Modelling is an important tool to help understand the spread and impact of disease and provides a means through which to optimise surveillance and control measures. Social network analysis and associated modelling approaches are commonly applied tools. These approaches model the connections between individuals or locations by a variety of means and allow inferences to be made as to how rapidly a pathogen may spread through the contact network and allow individuals at high risk of getting or spreading a pathogen to be identified. A key limitation of such models is they assume the network is constant, behaving in the same way over time and in the event of a disease incursion or interventions. For example if a farmer is aware of the presence of a disease in the vicinity of their supplier, they may choose to seek another supplier, which may in turn influence that suppliers ability to supply their normal customers thus causing the network to rewire through a cascade of changes to the underlying structure. Though stochastic simulations and the addition of random connections can help reduce the consequences of this limitation, there remains a fundamental lack of understanding of behaviour response which could lead to false inferences relating to disease impacts and the effectiveness of responses.

Working with the Centre for Environment, Fisheries and Aquaculture Science (Cefas), an executive agency of the UK government’s Department for Environment, Food and Rural Affairs (defra) that is responsible for the control of diseases in aquaculture in England and Wales, this PhD studentship aims to develop a dynamic network simulation model (based on an existing framework) that includes behavioural responses to disease outbreaks and control measures. The project will deliver a network simulation tool that can be applied to investigate disease outbreaks and uses state-of-the-art methods and technologies from other more advanced fields to which network models are applied, such as communications and power networks. This tool will be developed in parallel to an R&D project run by Cefas and funded by defra to understand aquaculture site holder behaviours and trading patterns, which will be used to inform the network structure and it’s response to different key scenarios. Though focussed on aquaculture diseases, it is envisaged that the outputs from the proposed project will be applicable to a wide variety of other systems where understanding progression of an agent or process through a network is of interest.
This project will build on a social network modelling framework previously developed by Cefas through the inclusion of artificial intelligence approaches, machine learning algorithms, complex network analysis tools and latest epidemic spreading models to predict how a network may rewire and evolve in the event of a disease outbreak and subsequent control scenarios.

How to apply:

Applications are made via Bournemouth University’s website by clicking ’institution website’ button. If you have an enquiry about this project please contact us via the ’Email institution’ button, however your application will only be processed once you have submitted an application form as opposed to emailing your CV to us.

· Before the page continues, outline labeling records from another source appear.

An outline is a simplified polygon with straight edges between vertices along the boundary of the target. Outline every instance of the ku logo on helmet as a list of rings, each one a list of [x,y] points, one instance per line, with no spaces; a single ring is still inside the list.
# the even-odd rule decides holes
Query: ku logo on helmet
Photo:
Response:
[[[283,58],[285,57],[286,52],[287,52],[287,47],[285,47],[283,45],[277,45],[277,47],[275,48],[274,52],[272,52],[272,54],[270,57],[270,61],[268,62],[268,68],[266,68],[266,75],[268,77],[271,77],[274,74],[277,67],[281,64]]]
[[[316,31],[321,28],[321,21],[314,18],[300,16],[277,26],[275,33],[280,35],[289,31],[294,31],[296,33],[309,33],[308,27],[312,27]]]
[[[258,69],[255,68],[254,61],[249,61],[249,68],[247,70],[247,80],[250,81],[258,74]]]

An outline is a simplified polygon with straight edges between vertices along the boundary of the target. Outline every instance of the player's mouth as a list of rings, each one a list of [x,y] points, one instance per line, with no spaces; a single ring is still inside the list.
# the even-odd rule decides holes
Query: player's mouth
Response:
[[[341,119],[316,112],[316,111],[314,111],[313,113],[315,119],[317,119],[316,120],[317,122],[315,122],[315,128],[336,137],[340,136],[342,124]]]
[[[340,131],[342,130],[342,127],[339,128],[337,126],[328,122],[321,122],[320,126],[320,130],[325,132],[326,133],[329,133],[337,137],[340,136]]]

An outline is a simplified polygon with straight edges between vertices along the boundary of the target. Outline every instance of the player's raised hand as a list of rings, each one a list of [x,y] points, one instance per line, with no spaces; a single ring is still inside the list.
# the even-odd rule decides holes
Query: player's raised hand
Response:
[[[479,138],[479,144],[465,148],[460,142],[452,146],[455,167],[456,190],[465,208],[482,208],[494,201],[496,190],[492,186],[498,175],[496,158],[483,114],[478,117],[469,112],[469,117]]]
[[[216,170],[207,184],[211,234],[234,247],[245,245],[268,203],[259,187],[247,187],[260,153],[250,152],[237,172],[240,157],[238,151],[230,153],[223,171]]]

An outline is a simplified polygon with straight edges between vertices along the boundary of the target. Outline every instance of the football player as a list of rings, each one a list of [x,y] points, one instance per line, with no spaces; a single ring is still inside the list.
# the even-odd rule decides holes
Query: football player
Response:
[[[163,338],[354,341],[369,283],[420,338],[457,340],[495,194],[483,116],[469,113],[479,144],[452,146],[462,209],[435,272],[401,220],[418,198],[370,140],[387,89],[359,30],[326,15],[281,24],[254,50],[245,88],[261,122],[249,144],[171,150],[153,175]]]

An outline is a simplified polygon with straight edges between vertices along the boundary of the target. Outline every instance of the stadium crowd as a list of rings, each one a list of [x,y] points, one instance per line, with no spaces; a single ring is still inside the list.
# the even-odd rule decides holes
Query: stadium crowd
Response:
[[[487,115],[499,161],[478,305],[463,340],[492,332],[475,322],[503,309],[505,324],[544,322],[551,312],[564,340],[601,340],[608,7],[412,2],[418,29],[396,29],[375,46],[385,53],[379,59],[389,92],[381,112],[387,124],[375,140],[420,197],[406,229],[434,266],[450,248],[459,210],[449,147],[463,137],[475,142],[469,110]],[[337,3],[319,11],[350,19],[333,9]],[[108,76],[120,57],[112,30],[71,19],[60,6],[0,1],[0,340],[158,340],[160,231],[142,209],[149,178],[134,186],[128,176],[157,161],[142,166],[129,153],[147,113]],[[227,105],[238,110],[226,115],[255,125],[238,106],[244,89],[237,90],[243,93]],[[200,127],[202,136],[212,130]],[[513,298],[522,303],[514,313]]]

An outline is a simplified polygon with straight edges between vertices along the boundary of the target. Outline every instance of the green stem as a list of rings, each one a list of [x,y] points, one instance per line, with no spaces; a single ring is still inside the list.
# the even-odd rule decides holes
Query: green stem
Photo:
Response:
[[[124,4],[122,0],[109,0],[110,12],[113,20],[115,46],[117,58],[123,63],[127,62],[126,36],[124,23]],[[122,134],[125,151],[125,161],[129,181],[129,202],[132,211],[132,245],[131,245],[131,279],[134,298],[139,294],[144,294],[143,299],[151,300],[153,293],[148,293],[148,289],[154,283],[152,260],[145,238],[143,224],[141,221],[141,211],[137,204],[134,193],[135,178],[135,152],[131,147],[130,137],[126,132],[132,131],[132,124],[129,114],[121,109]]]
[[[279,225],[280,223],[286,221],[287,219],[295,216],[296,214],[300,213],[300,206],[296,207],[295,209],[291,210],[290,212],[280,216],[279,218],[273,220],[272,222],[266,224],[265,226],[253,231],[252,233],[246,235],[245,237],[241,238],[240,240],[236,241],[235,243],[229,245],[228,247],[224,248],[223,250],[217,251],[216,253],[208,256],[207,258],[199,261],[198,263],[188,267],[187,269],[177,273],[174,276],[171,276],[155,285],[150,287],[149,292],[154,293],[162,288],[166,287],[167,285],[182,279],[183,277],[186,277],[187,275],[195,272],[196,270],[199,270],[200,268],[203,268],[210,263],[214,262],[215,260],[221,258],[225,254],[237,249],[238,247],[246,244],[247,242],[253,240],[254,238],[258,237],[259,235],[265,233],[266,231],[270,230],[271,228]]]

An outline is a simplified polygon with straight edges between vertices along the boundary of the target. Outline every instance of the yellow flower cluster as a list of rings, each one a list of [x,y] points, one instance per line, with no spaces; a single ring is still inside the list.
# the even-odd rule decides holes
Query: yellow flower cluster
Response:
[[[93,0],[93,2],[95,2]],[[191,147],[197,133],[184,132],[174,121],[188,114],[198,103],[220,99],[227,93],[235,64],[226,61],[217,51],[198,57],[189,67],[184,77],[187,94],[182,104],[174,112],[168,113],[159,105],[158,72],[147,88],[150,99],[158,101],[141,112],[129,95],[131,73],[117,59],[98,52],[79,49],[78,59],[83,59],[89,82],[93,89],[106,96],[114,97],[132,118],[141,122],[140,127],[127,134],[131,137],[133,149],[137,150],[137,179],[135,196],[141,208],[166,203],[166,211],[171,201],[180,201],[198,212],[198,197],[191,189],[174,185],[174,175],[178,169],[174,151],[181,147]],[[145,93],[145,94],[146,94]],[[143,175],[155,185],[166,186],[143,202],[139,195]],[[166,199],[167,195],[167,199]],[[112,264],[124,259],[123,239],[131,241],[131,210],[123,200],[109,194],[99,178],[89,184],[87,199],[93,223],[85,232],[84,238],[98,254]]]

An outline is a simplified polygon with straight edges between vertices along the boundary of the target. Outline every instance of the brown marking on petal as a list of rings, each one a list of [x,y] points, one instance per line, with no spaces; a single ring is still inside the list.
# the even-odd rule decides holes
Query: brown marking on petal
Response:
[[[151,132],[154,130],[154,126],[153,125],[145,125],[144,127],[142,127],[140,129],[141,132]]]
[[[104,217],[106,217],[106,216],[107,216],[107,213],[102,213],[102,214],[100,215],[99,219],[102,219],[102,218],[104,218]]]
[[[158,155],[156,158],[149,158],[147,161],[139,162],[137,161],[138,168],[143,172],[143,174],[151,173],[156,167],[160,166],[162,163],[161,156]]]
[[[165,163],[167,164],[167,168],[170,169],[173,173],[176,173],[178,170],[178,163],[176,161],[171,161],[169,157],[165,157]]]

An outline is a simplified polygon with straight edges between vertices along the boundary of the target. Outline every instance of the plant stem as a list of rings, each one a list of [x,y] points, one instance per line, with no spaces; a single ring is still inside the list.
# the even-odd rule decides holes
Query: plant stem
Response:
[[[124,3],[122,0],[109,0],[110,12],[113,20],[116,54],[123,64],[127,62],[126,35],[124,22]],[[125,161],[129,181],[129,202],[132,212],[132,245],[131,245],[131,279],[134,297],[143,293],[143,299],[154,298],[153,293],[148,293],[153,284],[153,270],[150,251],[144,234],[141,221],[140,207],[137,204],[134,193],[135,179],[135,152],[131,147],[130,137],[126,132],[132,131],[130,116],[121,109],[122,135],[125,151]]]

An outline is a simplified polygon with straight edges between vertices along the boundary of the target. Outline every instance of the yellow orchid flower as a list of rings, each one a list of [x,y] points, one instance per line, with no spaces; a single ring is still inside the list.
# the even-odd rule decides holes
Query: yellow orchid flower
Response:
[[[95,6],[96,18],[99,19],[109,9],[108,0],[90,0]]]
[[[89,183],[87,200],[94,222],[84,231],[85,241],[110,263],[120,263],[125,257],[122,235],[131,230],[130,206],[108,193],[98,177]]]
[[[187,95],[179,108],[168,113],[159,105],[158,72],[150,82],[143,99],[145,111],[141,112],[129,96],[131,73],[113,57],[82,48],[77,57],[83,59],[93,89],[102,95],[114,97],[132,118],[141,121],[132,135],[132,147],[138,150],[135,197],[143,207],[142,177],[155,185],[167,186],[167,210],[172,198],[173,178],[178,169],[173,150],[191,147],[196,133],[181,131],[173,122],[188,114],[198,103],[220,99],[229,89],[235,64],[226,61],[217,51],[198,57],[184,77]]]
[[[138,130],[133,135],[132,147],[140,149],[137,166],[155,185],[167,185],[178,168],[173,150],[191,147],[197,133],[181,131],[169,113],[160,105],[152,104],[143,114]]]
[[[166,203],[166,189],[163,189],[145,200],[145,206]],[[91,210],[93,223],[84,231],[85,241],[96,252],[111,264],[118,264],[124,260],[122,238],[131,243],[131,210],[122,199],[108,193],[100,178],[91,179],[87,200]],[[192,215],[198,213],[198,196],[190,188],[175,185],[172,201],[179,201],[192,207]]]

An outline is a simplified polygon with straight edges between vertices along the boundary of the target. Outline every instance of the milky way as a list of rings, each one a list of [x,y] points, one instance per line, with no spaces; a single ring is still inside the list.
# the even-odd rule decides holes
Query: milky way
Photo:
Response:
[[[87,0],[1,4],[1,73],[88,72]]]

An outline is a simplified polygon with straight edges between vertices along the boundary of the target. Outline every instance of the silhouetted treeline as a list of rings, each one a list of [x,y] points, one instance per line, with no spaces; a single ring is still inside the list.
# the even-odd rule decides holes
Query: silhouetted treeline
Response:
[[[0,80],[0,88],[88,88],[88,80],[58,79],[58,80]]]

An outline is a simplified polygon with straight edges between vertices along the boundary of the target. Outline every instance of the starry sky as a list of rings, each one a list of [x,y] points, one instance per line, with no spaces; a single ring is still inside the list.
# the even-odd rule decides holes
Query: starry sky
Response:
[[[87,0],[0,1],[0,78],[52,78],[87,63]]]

The BU PhD Studentships are open to UK, EU and International students.

Candidates for a PhD Studentship should demonstrate outstanding qualities and be motivated to complete a PhD in 4 years and must demonstrate:
• outstanding academic potential as measured normally by either a 1st class honours degree (or equivalent Grade Point Average (GPA) or a Master’s degree with distinction or equivalent
• an IELTS (Academic) score of 6.5 minimum (with a minimum 6.0 in each component, or equivalent) for candidates for whom English is not their first language and this must be evidenced at point of application.

Funding Notes

Funded candidates will receive a maintenance grant of £15,225 per year to contribute towards living expenses during the course of your research, as well as a fee waiver for 36 months.